Member of the Madhya Pradesh Legislative Assembly
- In office 1977–1993
- Constituency: Dimani
- In office 1998–2003
- Constituency: Dimani

Personal details
- Born: 13 January 1957 (age 69) Morena District
- Citizenship: India
- Party: Bhartiya Janata Party
- Occupation: Politician
- Cabinet: ex Minister

= Munshilal Khatik =

Indian politician

Munshilal Khatik is an Indian politician and member of Legislative Assembly of Madhya Pradesh. He represents the Dimani- Morena (Vidhan Sabha constituency) constituency of Madhya Pradesh and is a member of the Bharatiya Janata Party political party.
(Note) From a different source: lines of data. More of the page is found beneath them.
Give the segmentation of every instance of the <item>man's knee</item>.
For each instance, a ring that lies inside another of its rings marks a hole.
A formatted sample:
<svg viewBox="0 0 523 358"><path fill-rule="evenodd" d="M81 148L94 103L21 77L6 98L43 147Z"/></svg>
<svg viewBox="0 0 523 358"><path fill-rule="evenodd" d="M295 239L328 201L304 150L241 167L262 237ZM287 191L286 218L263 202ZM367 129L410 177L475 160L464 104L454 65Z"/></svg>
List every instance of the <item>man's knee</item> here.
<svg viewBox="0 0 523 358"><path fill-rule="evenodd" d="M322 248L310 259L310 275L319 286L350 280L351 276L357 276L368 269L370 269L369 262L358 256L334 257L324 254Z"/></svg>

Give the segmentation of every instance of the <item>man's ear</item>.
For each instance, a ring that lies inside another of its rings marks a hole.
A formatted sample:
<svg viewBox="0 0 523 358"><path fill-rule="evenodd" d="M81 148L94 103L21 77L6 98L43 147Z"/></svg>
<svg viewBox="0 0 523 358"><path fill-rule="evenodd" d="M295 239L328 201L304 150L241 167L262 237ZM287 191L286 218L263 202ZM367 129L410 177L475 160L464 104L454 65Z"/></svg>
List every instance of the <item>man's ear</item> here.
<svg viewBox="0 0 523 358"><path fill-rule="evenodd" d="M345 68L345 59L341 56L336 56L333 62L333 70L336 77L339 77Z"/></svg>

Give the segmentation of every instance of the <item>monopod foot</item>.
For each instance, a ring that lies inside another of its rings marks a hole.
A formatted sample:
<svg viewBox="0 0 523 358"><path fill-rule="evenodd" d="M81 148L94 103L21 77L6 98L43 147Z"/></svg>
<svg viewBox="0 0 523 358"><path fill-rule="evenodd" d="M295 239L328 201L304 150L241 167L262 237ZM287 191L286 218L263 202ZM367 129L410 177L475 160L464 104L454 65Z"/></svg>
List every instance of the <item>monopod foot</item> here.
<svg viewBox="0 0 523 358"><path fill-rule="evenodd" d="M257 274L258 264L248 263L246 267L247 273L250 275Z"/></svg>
== Early life and education ==
Munshilal born in Murena district of Madhya Pradesh. Currently chairman of Animal husbandry and poultry development corporation, Madhya Pradesh.

== Political career ==
Munshilal Khatik is an Indian politician and member of Legislative Assembly of Madhya Pradesh. He represents the Morena constituency of Madhya Pradesh and is a member of the Bharatiya Janata Party political party. He has been five times MLA in Morena constituency and currently chairman of animal husbandry and poultry development corporation, Madhya Pradesh.